Парень с расплюснутым носом, пересиливая шум, потешался:
— На улицу их! В снег!
Забежав сзади, он толкнул обступивших баб, и вся ревущая и хрипящая масса кучей вывалилась за порог казармы.
Лицо Никиты залилось кровью, а в волосах и бороде заплелись клочья сухой осоки.
Парень с расплюснутым носом набрал в руку снегу и умыл им лицо Никиты.
В толпе, на руках баб, рыдала Настя.
— И все-то люди, как люди! Последнюю юбчонку прола-ка-а-ал!
Но на нее уже не обращали внимания.
С Алексеевской дороги послышался скрип саней и визгливый звон колокольцев. Треск упряжки отдавался в тайге тяжелыми отрывчатыми шорохами. Голоса ямщиков сливались с общим шумом.
Вот в узком, как белая лента, проулке показалась первая дуга, и праздная толпа боровских жителей бросилась навстречу обозу.
Истощенные, подобравшиеся лошади едва тянули возы по узкой дороге. На крутом взвозе около самого прииска передовик остановился, и весь обоз скучился. Голодные кони рвали мешки с хлебом. Передние, не сдержав натиска, лезли на сани, сбивались в сторону и по самую спину увязали в снегу.
Вывалившиеся навстречу золотничники бросились помогать ямщикам.
С десяток человек, уцепившись за сани и оглобли, с уханьем и свистом выводили одну за другой подводы на взгорок. Все знали, что ямщики привезли самогон, и почти каждый старался подделаться к ним, чтобы выпить нашармака.
Около большого здания бывшей конторы прииска, под навесами, подводы остановились в стройном порядке. Ямщики щелкали кнутами, загоняя лошадей. Бабы поочередно и наперебой зазывали их на постой:
— К нам милости просим — зимовье свободно и тепло!
— А у нас и сенишко найдется, и сохатина сушеная есть!
— По три калача с человека в сутки берем, чай, ежели што, сварить можно…
Но ямщики не торопились.

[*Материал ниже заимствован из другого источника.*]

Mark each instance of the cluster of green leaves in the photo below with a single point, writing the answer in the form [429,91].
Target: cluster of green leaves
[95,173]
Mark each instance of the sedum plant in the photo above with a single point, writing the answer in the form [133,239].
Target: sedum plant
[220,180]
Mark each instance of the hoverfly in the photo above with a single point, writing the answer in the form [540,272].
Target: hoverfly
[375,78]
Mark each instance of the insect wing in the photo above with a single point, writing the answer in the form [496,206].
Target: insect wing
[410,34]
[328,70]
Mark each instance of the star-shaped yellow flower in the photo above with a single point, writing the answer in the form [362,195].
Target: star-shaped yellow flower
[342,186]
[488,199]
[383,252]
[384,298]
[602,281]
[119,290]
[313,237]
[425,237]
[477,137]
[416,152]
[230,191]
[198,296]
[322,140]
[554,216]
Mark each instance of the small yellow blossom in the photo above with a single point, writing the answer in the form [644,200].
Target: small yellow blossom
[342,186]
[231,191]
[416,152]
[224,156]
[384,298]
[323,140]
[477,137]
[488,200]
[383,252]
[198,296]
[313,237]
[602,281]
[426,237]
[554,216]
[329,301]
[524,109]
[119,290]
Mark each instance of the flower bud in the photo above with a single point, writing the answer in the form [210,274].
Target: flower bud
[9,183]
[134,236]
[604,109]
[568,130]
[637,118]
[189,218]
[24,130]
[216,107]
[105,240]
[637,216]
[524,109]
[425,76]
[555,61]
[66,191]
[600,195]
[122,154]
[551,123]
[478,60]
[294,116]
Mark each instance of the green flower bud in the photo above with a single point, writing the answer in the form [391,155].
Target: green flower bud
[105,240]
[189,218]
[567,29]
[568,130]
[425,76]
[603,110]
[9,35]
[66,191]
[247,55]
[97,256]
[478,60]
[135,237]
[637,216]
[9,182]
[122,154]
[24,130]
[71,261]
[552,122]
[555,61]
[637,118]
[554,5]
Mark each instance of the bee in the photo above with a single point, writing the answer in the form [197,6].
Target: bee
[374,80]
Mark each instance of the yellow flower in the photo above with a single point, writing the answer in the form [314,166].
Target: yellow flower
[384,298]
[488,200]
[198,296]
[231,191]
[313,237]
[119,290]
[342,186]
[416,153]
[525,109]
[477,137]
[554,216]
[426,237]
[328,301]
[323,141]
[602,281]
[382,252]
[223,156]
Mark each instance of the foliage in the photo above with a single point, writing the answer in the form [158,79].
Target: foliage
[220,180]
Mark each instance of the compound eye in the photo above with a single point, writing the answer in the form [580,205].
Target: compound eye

Вразвалку переходили они от подводы к подводе и, улыбаясь в бороды, убирали лошадей на выстойку.
Еще ранним вечером прииск огласился песнями и ущемленными взвизгами гармошек. От казармы к казарме в обнимку мужчины и женщины потянулись подвыпившей компанией. Подмерзшие лошади, побрякивая колокольцами, топтались около прикрепленных к оглоблям препонов.
Затянувшиеся туманом горы гулким эхом отзывались ожившему Боровому.
Радовалось сердце Евграфа Ивановича Сунцова. Верхом на круглом малорослом иноходце, в новом черном полушубке и расшитых бисером унтах, он подъезжал то к одной, то к другой компании.
На шее у него и через плечо развевался белый шарф. И везде его встречали веселыми криками:
— Живем, Еграха!
Бойко повертываясь, Евграф Иванович улыбался белками цыганских глаз золотничникам.
Сунцов поселился на Боровом год тому назад и вот уже второй раз пригнал обоз. Приискатели знали только одно, что он бывший тунгусник из Туруханска и парень-жох! В течение последних лет на глазах у всех Евграф Сунцов богател, но не скупился при крайней нужде выручить хлебом, который у него не переводился.
Зато всю летнюю добычу золота он забрал себе.
По замашкам и привычкам догадывались, что семья Сунцовых не из простых. Недавно Евграф Иванович привез с Баяхты пианино, и его кудрявая красавица сестра день и ночь брякала на этой барской музыке, а жухлая, как выдра, жена собирала баб и устраивала с ними баптистские моления. Говорили также, что она из ревности к сестре ножом пыряла мужа.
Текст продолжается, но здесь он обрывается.